Before I wear out your patience, I would like to note that I listen to many such podcasts, but that yours is the only one that does not request financial assistance (which I usually provide.) You program is most worthy of some mechanism of recognition. So I thought perhaps a donation in your names and TWIP to be a possible method of recognition of your outstanding work. Would you please advise me as to your favorite charity or research facility in parasitology that you would prefer the donation to be made.

Truly gratefully yours, Michael

Robert writes: Sirs, In September 1903 the British satirical magazine Punch published an insomniac's ode to the students of tropical disease:

Men of science, you that dare

Beard the microbe in his lair

Tracking through the jungly thickness

Afric's germ of Sleeping Sickness

Hear , oh hear my parting plea

Send a microbe home to me.

Sometimes it is better not to get what you ask.

Todd writes:

Thank you so much for the parasitology podcast. I am encouraging my children and nephews who will probably pursue health related careers to listen to it, first because it is such an interesting “fly through” of the related science, and secondly because I find you two so interesting. However, my family eats a whole lot of sushi, and I haven’t been able to find the sushi episode on iTunes. Did that end up getting made?

Regards, Todd

P.S. I had been imagining myself to be a sort of forager, and would eat the semi-fermented pears that fell from my tree after cutting away the portions containing ants and worms and washing them a bit,  but after watching some YouTube videos about roundworm infections, I got a little bit afraid, since I don’t know but that the pears had fallen onto soil or leaves that had traces of dog, opossum, squirrel, rabbit, raccoon, or bird feces. However, a professor friend of mine told me that our immune system kills roundworms for us, and it’s only children who are at risk.

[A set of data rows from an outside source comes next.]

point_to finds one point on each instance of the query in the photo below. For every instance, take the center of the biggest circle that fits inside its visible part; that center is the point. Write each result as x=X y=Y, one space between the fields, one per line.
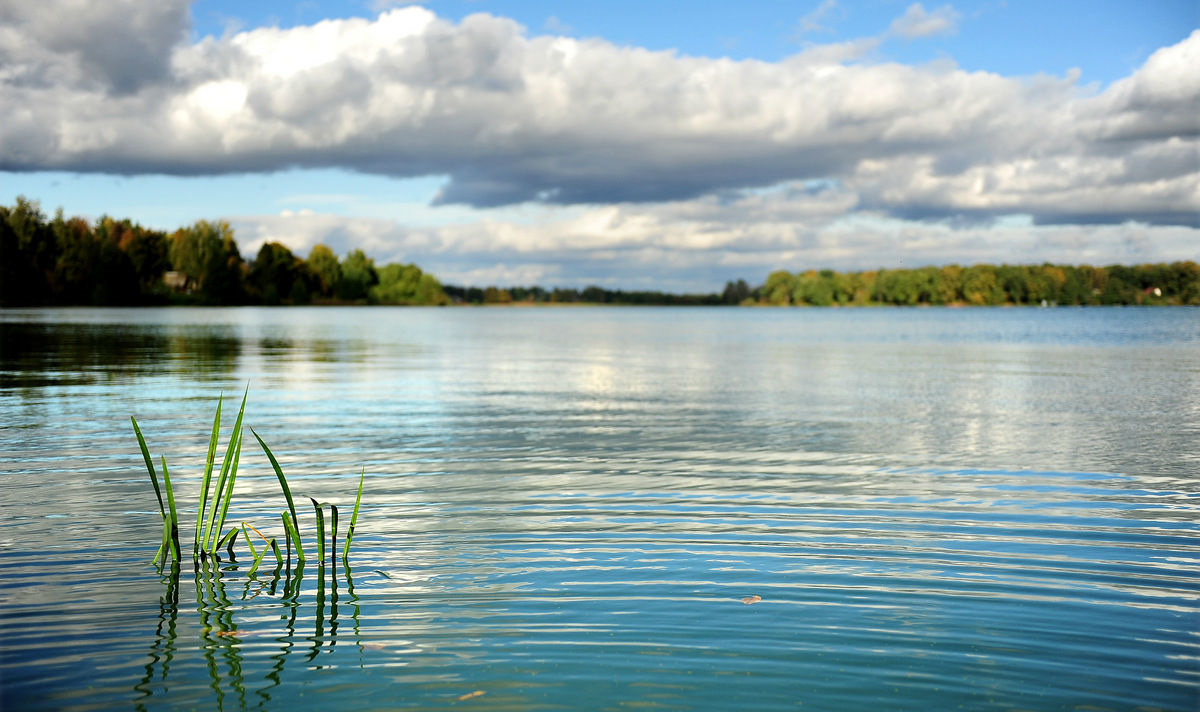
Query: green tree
x=813 y=288
x=28 y=253
x=323 y=264
x=981 y=286
x=208 y=253
x=406 y=283
x=779 y=288
x=276 y=274
x=358 y=275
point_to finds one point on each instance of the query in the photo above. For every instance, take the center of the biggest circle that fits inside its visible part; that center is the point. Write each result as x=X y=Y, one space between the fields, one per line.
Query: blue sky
x=633 y=144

PPS. Since I also occasionally dip into alternative health websites, I wonder if you have ever podcasted related to the “clean hypothesis” of allergies and the alleged cures of asthma and other allergies  from exposure to roundworms (in controlled situations) and hookworms in uncontrolled situations. I think a lot of people are interested in auto-immune disorders lately, and those of us who live somewhat dirty and untidy lives wonder if somehow environmental stimuli are keeping us robustly healthy.